TALLAHASSEE, Florida (Reuters) - Florida state health officials have denied they covered up a sharp spike in tuberculosis infections among the homeless in Jacksonville and said the public was not at risk from what is believed to be the worst TB outbreak in the nation in 20 years.
At least 13 people have died and another 99 have contracted TB in the outbreak in Jacksonville, the state's largest city with a population of 825,000.
The Florida Department of Health said local, state and federal officials were working to contain the infections and that there was no need for a highly publicized alert even though up to 3,000 people may be at risk of contracting TB.
State health officials also defended their decision not to raise a general alarm because the population of infected homeless persons appeared isolated and contained.
"In this particular cluster, the general public was not at risk, because the cluster affected a defined sub-population," Dr. Steven Harris, the department's deputy secretary, told Reuters on Friday.
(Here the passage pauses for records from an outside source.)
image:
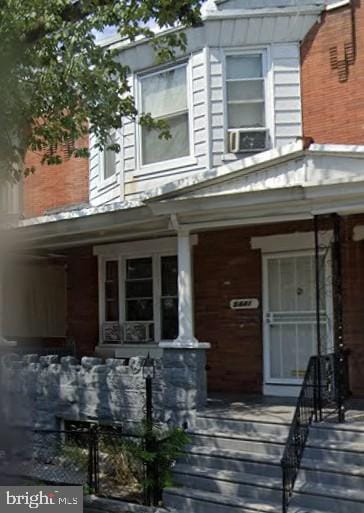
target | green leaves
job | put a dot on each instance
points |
(58, 85)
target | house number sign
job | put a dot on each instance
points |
(244, 304)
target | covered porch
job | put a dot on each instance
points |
(219, 265)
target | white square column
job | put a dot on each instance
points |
(186, 337)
He said the department's first priority for communicating information about TB cases was to those at highest risk of exposure and added that "it is nearly impossible to catch TB" from casual contact with an infected person on the street.
TB is caused by airborne bacteria spread through coughing or close contact with those already infected.
"To be at risk, you must be exposed to the organisms constantly, by living or working in close quarters with someone who has the active disease," he said, noting that most people who are infected never have symptoms or spread the infection.
TB cases in Florida have steadily declined from 1,764 cases in 1994 to 753 last year.
To help track the spread of the current outbreak in Jacksonville, which was first detected in 2009, Florida's health department called in the Atlanta-based U.S. Centers for Disease Control and Prevention in February.
The CDC, however, said in a report that most of the potentially infected persons remained undetected and mobile, a combination that makes containment and treatment more difficult. Although the TB strain in the Jacksonville outbreak is a common one, it still requires a lengthy course of antibiotics.
The report noted that the outbreak was the largest the CDC had been involved with since the 1990s. It was released in April while lawmakers were debating a bill to close a state hospital in Palm Beach County that handled hard-to-treat TB strains.
Backers of the move to close A.G. Holley State Hospital included Republican Governor Rick Scott, a former health care executive who said the 62-year-old hospital had outlived its usefulness and needed to be shut down to save money.
The bill was passed and signed by Scott in late April and the hospital was closed at the end of June, but lawmakers involved in the decision said they had not been informed of the outbreak in Jacksonville.
"Maybe it's appropriate that A.G. Holley would be closed, maybe not," Senate Minority Leader Nan Rich, a Democrat who voted not to close the hospital, said in a statement on Thursday. "If we had all the information, maybe a different decision would have been made."
Rich, who sits on the Senate healthcare budget committee, has called for a legislative hearing to address the matter.